Study subjects with a gene variant that heightened their sensitivity to bitterness tended to eat fewer vegetables than people who didn’t mind bitter flavors. Christopher Intagliata reports.
If you have heart disease, your doctor might tell you, eat more vegetables. A tactic that has limited success.
“Getting people to change their diets is actually pretty hard. These are lessons I would give over and over again. And I would think, ‘Why is this so hard to do?’”
Jennifer L. Smith is a nurse researcher at the University of Kentucky who now has a preliminary answer about why change is so hard: it might depend on your genes. Specifically, whether or not you’re genetically predisposed to perceive bitterness—and therefore bitter veggies.
“So broccoli is definitely one of them. They tend to be cruciferous vegetables, like broccoli, cauliflower, cabbage, brussels sprouts, asparagus."
If you ever took that test in science class where you put a piece of paper on your tongue to see if it tastes bitter, you might already know your bitter status.
Smith took saliva samples from 175 adults known to be at risk of cardiovascular disease. She then did a genetic test to determine whether they had a copy of a bitter-taste gene variant. She also had them fill in a questionnaire about their eating habits.
After controlling for factors like age, gender, income, and so on, Smith found that people with a copy of the bitter-sensitive gene variant were just 40 percent as likely to report eating a lot of veggies as were the folks without the gene variant.

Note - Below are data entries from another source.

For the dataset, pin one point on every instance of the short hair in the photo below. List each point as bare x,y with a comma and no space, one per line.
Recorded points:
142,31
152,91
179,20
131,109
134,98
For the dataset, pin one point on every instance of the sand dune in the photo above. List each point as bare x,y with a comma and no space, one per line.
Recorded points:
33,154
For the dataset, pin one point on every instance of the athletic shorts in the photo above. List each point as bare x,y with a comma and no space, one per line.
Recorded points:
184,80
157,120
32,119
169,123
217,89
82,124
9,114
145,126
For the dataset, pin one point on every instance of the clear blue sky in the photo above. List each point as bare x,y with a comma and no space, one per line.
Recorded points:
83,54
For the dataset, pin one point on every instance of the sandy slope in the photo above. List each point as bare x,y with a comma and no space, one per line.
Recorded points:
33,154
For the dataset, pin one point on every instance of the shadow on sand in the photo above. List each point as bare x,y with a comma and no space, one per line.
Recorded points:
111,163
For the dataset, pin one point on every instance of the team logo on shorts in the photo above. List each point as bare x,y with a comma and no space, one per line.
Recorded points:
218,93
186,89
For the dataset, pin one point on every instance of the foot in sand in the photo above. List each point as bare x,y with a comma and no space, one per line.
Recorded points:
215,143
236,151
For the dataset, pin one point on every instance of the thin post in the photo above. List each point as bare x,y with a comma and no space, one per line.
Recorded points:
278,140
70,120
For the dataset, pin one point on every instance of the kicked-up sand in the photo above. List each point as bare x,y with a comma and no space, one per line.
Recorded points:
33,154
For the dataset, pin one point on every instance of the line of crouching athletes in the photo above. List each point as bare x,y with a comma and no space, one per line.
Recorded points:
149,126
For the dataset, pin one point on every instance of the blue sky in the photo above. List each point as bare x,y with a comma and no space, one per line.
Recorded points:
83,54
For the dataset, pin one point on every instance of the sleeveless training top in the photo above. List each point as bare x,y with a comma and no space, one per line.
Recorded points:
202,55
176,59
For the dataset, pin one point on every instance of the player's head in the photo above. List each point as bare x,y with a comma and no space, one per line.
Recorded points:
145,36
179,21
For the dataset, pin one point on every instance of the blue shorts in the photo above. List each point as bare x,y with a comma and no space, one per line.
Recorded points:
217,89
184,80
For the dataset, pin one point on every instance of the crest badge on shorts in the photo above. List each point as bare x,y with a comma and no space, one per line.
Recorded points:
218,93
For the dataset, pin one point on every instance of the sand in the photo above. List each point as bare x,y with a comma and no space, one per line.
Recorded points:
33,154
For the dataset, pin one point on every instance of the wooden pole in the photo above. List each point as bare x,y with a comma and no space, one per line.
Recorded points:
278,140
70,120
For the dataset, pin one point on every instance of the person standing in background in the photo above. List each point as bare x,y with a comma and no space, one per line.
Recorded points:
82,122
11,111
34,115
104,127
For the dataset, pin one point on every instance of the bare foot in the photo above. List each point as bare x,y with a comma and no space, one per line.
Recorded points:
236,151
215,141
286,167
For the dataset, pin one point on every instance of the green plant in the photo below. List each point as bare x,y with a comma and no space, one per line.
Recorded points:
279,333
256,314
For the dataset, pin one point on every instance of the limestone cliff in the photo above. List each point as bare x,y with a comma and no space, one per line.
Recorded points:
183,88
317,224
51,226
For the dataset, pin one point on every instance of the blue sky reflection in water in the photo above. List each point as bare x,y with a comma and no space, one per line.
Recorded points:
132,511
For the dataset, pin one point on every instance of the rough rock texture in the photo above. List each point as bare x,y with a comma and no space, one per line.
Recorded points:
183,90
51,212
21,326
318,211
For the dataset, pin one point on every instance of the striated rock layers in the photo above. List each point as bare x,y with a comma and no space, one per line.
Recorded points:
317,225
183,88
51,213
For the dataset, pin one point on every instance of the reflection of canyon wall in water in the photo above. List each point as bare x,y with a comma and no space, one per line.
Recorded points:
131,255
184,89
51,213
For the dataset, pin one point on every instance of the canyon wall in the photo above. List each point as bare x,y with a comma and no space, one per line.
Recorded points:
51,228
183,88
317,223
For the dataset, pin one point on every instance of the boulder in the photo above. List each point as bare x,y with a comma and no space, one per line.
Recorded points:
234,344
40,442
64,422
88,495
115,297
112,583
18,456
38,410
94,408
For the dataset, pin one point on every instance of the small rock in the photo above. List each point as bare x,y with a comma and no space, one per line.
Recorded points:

She’s presenting the results this week at the American Heart Association Scientific Sessions in Philadelphia. [Jennifer L. Smith et al., TAS2R38 haplotype predicts vegetable consumption in community dwelling adults at risk for cardiovascular disease]
If these findings hold up to more testing, Smith says, perhaps doctors could advise patients with this gene variant to avoid the most offensively bitter veggies but to try the others. Or perhaps certain herbs and spices might counteract the bitterness, she says.
Of course, chefs already figured this out with cheesy broccoli. But for heart patients, the better flavor might not be a favor.